Emor: This Very Day

Copyright 2012 Neal Joseph Loevinger


Torah Portioni: Emor 

 On that same day you shall hold a celebration; it shall be a sacred occasion for you; you shall not work at your occupations  . . . (Vayikra/ Leviticus 23:21)


Dear Friends: 

So sorry for my absence these past few weeks- glad to be back! 

This week an entire chapter of the Torah portion Emor is devoted to the Jewish calendar: Shabbat, the agricultural holidays, the counting of the omer,  Rosh Hashana and Yom Kippur

The holiday of Shavuot is celebrated after a 7 week-period of counting; it is the festival of the first-fruits of summer, and also understood in later Judaism to be the anniversary of the giving of the Torah at Sinai. Note the verse above: after listing the various Temple rituals of Shavuot, the Torah tells us  that “on that same day” you will have a festive and sacred occasion. This phrase, “on that same day,” [b’etzem hayom] could mean “this very day,” or “that same day,” but the phrase is superfluous: we already know Shavuot is the fiftieth day of counting, so why tell us “that very day” is the same one as the holiday? 

It turns out one other holiday is celebrated b’etzem hayom

You shall not perform any work on that very day, for it is a day of atonement, for you to gain atonement before the Lord, your God.” (ibid 23:28)

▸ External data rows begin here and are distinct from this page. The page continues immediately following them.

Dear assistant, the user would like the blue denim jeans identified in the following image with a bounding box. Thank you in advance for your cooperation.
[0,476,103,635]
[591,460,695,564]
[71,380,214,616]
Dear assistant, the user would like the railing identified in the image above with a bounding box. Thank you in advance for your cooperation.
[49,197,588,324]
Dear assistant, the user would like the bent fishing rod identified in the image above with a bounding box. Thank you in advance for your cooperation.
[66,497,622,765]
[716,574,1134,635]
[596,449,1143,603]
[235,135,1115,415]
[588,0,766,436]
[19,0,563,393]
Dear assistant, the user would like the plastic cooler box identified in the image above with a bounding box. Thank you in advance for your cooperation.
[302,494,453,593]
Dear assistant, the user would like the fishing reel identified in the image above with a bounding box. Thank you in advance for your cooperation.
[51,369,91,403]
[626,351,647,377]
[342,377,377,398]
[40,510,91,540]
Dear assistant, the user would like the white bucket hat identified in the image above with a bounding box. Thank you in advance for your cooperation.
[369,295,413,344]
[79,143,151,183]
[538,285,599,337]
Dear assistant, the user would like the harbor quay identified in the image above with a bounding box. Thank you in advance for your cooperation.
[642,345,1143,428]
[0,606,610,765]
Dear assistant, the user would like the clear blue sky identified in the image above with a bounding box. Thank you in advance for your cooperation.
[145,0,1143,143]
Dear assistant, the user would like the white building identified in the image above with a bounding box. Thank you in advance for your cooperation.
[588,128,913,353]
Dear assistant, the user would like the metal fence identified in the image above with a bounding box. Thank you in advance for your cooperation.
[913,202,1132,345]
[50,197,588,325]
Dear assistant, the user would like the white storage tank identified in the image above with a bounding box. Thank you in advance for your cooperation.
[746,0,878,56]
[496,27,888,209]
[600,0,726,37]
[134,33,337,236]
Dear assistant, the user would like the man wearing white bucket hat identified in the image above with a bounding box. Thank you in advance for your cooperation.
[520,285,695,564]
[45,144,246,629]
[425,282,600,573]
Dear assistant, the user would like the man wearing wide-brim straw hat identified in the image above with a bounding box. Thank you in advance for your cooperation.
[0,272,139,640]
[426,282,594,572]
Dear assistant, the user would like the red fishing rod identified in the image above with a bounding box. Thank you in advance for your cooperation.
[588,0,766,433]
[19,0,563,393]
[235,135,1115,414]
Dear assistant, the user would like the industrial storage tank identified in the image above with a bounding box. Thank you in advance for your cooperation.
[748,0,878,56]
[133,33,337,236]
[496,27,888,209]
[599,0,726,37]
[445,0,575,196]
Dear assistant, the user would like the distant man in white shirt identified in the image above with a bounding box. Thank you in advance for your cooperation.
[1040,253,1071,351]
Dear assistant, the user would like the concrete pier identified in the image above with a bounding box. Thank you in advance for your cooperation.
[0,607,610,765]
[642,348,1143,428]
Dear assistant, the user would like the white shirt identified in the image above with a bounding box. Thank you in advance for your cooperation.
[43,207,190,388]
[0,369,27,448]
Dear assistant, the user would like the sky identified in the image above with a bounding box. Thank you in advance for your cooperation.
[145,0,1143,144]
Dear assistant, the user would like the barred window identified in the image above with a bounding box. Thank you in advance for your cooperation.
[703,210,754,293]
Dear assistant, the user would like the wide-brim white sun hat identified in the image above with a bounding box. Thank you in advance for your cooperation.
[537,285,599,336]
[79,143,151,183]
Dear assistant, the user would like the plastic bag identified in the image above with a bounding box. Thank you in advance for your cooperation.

Shavuot and Yom Kippur are linked by a short phrase which seems to indicate some immediacy or urgency to the experience of the day. One line of interpretation (found in Itturei Torah) compares these two holidays to other Jewish holidays like Passover, Sukkot, and Hanukkah, each of which commemorates a past event. The two holidays celebrated on “that very day,” however, can be seen as experiences of the present: Shavuot is the holiday of accepting the Torah- not as a text, per se, but as a framework for living Judaism, while Yom Kippur is about accepting responsibility for the moral content of our lives and repairing relationships as necessary- always an immediate concern! 

Seen this way, the acceptance of Torah on Shavuot is something affirmed not just every year, but every time we choose or “do Jewish.” It’s not about what happened then but what happens now, for Torah is a living inheritance, something we have to encounter and make alive, b’etzem hayom, on this very day.